Liga Konferencji: UEFA podjęła decyzję. AZ Alkmaar nadal nie akceptuje kary

UEFA odrzuciła apelację holenderskiego klubu AZ Alkmaar, który ukarała wcześniej grzywną w wysokości 40 tysięcy euro za brak zapewnienia bezpieczeństwa gościom przy okazji październikowego meczu z Legią Warszawa w fazie grupowej Ligi Konferencji. Choć kara od europejskiej centrali jest symboliczna, Holendrzy idą w zaparte i zapowiadają, że to jeszcze nie koniec sprawy.

2024-02-07, 13:52

Liga Konferencji: UEFA podjęła decyzję. AZ Alkmaar nadal nie akceptuje kary
UEFA nie uwzględniła apelacji AZ Alkmaar od kary nałożonej na Holendrów za brak zapewnienia bezpieczeństwa przedstawicielom Legii Warszawa . Foto: Nur Photo/East News/MARCEL VAN DORST
  • W październiku, przy okazji meczu AZ Alkmaar - Legia Warszawa, doszło do skandalicznych zachowań wobec przedstawicieli polskiej ekipy
  • Atakowany przez holenderskich porządkowych był nawet właściciel stołecznego klubu Dariusz Mioduski

Cała sprawa ma swój początek w październiku. Po przegranym przez Legię Warszawa z AZ Alkmaar 0:1 spotkaniu 2. kolejki grupy E, legioniści mieli być przetrzymywani na stadionie, zabroniono im wchodzenia do autokaru. Tłumaczono to faktem, że trzeba przeczekać moment, aż obiekt opuszczą kibice. Sytuacja była napięta, a holenderska policja aresztowała Radovana Pankova i Josue.

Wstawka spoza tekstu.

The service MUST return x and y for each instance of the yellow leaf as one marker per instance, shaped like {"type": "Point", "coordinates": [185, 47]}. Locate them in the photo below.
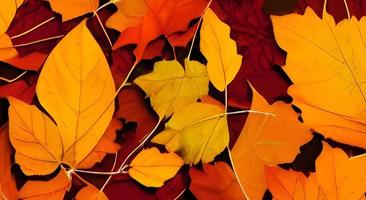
{"type": "Point", "coordinates": [172, 88]}
{"type": "Point", "coordinates": [35, 137]}
{"type": "Point", "coordinates": [223, 62]}
{"type": "Point", "coordinates": [341, 177]}
{"type": "Point", "coordinates": [53, 189]}
{"type": "Point", "coordinates": [75, 8]}
{"type": "Point", "coordinates": [266, 140]}
{"type": "Point", "coordinates": [77, 90]}
{"type": "Point", "coordinates": [197, 132]}
{"type": "Point", "coordinates": [326, 63]}
{"type": "Point", "coordinates": [90, 192]}
{"type": "Point", "coordinates": [105, 145]}
{"type": "Point", "coordinates": [152, 168]}
{"type": "Point", "coordinates": [129, 14]}
{"type": "Point", "coordinates": [215, 182]}
{"type": "Point", "coordinates": [291, 185]}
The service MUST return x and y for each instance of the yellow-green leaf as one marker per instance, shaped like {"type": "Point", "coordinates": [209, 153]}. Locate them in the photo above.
{"type": "Point", "coordinates": [76, 88]}
{"type": "Point", "coordinates": [197, 132]}
{"type": "Point", "coordinates": [172, 88]}
{"type": "Point", "coordinates": [152, 168]}
{"type": "Point", "coordinates": [35, 137]}
{"type": "Point", "coordinates": [223, 62]}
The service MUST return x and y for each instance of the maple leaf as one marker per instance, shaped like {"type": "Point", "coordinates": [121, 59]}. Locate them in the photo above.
{"type": "Point", "coordinates": [90, 192]}
{"type": "Point", "coordinates": [197, 120]}
{"type": "Point", "coordinates": [151, 168]}
{"type": "Point", "coordinates": [215, 182]}
{"type": "Point", "coordinates": [172, 88]}
{"type": "Point", "coordinates": [266, 139]}
{"type": "Point", "coordinates": [223, 62]}
{"type": "Point", "coordinates": [289, 185]}
{"type": "Point", "coordinates": [327, 73]}
{"type": "Point", "coordinates": [340, 177]}
{"type": "Point", "coordinates": [75, 8]}
{"type": "Point", "coordinates": [144, 21]}
{"type": "Point", "coordinates": [66, 89]}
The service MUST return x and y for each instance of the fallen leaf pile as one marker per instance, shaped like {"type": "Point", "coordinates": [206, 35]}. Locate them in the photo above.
{"type": "Point", "coordinates": [188, 99]}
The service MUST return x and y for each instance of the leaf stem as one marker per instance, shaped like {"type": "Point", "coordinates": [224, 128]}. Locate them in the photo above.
{"type": "Point", "coordinates": [32, 29]}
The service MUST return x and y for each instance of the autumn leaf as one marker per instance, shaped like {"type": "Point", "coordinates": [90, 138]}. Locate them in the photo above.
{"type": "Point", "coordinates": [144, 21]}
{"type": "Point", "coordinates": [266, 139]}
{"type": "Point", "coordinates": [72, 9]}
{"type": "Point", "coordinates": [171, 88]}
{"type": "Point", "coordinates": [77, 89]}
{"type": "Point", "coordinates": [290, 185]}
{"type": "Point", "coordinates": [326, 71]}
{"type": "Point", "coordinates": [52, 189]}
{"type": "Point", "coordinates": [215, 182]}
{"type": "Point", "coordinates": [223, 62]}
{"type": "Point", "coordinates": [197, 132]}
{"type": "Point", "coordinates": [105, 145]}
{"type": "Point", "coordinates": [8, 188]}
{"type": "Point", "coordinates": [152, 168]}
{"type": "Point", "coordinates": [35, 138]}
{"type": "Point", "coordinates": [340, 177]}
{"type": "Point", "coordinates": [90, 193]}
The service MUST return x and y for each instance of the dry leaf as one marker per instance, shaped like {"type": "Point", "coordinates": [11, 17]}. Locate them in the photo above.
{"type": "Point", "coordinates": [75, 8]}
{"type": "Point", "coordinates": [53, 189]}
{"type": "Point", "coordinates": [341, 177]}
{"type": "Point", "coordinates": [266, 139]}
{"type": "Point", "coordinates": [152, 168]}
{"type": "Point", "coordinates": [77, 89]}
{"type": "Point", "coordinates": [291, 185]}
{"type": "Point", "coordinates": [197, 132]}
{"type": "Point", "coordinates": [105, 145]}
{"type": "Point", "coordinates": [325, 62]}
{"type": "Point", "coordinates": [223, 62]}
{"type": "Point", "coordinates": [171, 88]}
{"type": "Point", "coordinates": [90, 192]}
{"type": "Point", "coordinates": [215, 182]}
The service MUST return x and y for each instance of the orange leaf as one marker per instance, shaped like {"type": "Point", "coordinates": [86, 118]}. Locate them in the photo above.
{"type": "Point", "coordinates": [266, 139]}
{"type": "Point", "coordinates": [291, 185]}
{"type": "Point", "coordinates": [40, 190]}
{"type": "Point", "coordinates": [90, 193]}
{"type": "Point", "coordinates": [151, 18]}
{"type": "Point", "coordinates": [7, 182]}
{"type": "Point", "coordinates": [215, 182]}
{"type": "Point", "coordinates": [105, 145]}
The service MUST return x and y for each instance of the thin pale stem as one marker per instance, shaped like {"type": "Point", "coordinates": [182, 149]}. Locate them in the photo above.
{"type": "Point", "coordinates": [196, 31]}
{"type": "Point", "coordinates": [236, 175]}
{"type": "Point", "coordinates": [104, 31]}
{"type": "Point", "coordinates": [32, 29]}
{"type": "Point", "coordinates": [39, 41]}
{"type": "Point", "coordinates": [14, 79]}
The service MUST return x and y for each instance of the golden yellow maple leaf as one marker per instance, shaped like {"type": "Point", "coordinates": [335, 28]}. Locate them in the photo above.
{"type": "Point", "coordinates": [266, 140]}
{"type": "Point", "coordinates": [75, 8]}
{"type": "Point", "coordinates": [76, 88]}
{"type": "Point", "coordinates": [152, 168]}
{"type": "Point", "coordinates": [197, 132]}
{"type": "Point", "coordinates": [223, 62]}
{"type": "Point", "coordinates": [171, 88]}
{"type": "Point", "coordinates": [341, 177]}
{"type": "Point", "coordinates": [292, 185]}
{"type": "Point", "coordinates": [90, 192]}
{"type": "Point", "coordinates": [325, 61]}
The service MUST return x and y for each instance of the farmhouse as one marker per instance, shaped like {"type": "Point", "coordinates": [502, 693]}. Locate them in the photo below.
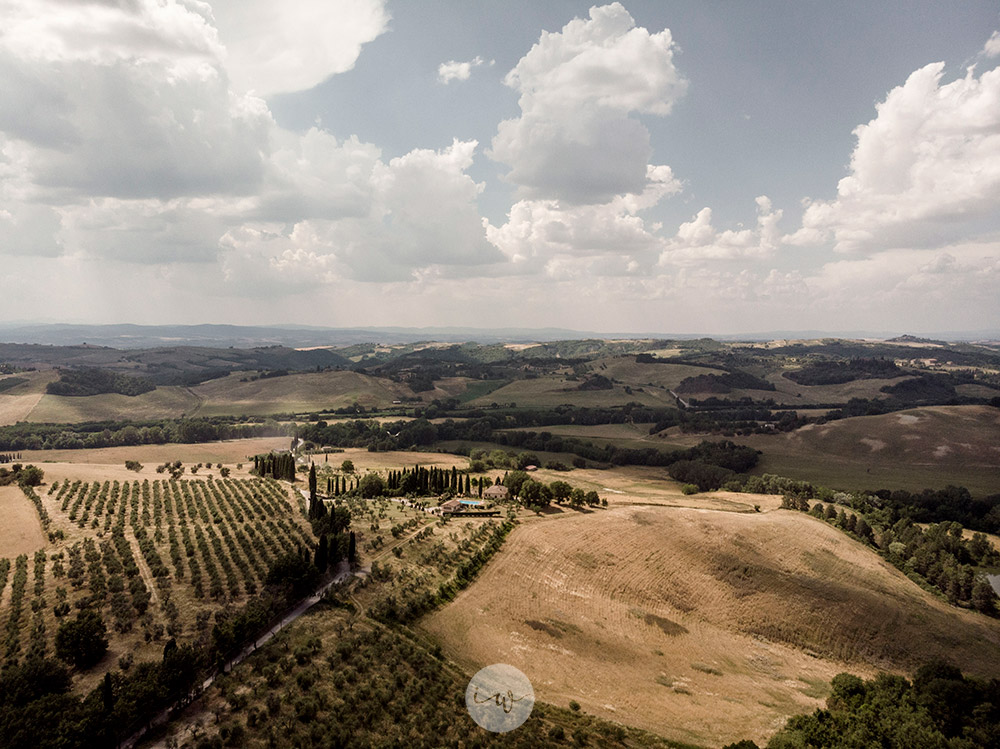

Na terenie obiektu klubowego doszło chwilę wcześniej do przepychanek, naruszono nietykalność cielesną kilku członków polskiej ekipy. Jak widać na nagraniach z nocnych zajść, właściciel i prezes Legii Dariusz Mioduski był mocno szarpany i popychany przez funkcjonariuszy.

Mimo tych skandalicznych wydarzeń, UEFA bardzo łagodnie potraktowała holenderski klub. W grudniu europejska centrala piłkarska ukarała AZ Alkmaar karą 40 tysięcy euro za brak zapewnienia gościom bezpieczeństwa.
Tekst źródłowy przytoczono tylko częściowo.